CircMETTL9 targets CCAR2 to induce neuronal oxidative stress and apoptosis via mitochondria-mediated pathways following traumatic brain injury.

Traumatic brain injury (TBI) remains a principal factor in neurological disorders, often resulting in significant morbidity due to secondary neuroinflammatory and oxidative stress responses. While circular RNAs are recognized for their high expression levels in the nervous system and play crucial roles in various neurological processes, their specific contributions to the pathophysiology of TBI remain underexplored. In this study, the possible molecular mechanisms through which circMETTL9 modulated oxidative stress and neurological outcomes following TBI were investigated. In vitro model of oxidative stress utilizing SH-SY5Y cells revealed that circMETTL9 knockdown significantly attenuated H₂O₂-induced reactive oxygen species (ROS) production, reduced apoptosis, and preserved mitochondrial function.
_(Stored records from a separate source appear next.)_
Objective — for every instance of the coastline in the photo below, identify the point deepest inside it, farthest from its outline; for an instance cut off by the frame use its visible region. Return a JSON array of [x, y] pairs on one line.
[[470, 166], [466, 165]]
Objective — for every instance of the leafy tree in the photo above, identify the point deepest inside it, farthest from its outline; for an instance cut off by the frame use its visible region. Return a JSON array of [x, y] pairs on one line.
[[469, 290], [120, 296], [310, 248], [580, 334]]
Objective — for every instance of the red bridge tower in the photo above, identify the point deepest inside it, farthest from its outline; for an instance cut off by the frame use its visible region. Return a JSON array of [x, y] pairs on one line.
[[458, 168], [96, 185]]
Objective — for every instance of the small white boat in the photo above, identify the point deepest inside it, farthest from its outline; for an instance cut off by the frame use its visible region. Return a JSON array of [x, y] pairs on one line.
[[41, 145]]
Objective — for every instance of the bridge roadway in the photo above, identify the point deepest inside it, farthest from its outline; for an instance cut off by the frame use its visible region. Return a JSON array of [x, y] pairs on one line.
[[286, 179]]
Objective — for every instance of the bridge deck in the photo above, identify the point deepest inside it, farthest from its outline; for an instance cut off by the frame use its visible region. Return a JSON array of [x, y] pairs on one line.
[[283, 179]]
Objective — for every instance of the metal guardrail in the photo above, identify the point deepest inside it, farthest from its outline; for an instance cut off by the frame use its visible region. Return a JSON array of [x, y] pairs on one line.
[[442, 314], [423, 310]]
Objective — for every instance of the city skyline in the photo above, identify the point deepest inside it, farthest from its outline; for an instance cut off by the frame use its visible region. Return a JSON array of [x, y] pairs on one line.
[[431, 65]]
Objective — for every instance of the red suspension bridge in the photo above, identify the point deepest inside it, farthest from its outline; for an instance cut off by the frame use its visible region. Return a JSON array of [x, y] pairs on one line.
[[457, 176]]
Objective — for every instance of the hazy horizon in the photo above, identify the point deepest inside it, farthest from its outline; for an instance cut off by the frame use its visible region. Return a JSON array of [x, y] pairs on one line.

Additionally, CCAR2 has been identified as a circMETTL9-binding protein by mass spectrometry and RNA immunoprecipitation, with circMETTL9 positively regulating CCAR2 expression. Meanwhile, on the basis of silencing CCAR2, it was verified that the regulation of oxidative stress in SH-SY5Y cells by circMETTL9 was mediated by CCAR2. In vivo experiments using a TBI rat model further confirmed that CCAR2 knockdown alleviated central nervous system (CNS) injury, reduced oxidative stress and apoptosis, and protected mitochondrial integrity following TBI. These findings suggest a novel mechanism by which circMETTL9 targets CCAR2 via mitochondria-mediated Bax/Bcl-2/caspase-3 signaling to regulate apoptosis. CircMETTL9 may provide a viable therapeutic target for mitigating neurological dysfunction following TBI, offering new insights into potential interventions aimed at reducing secondary brain injury.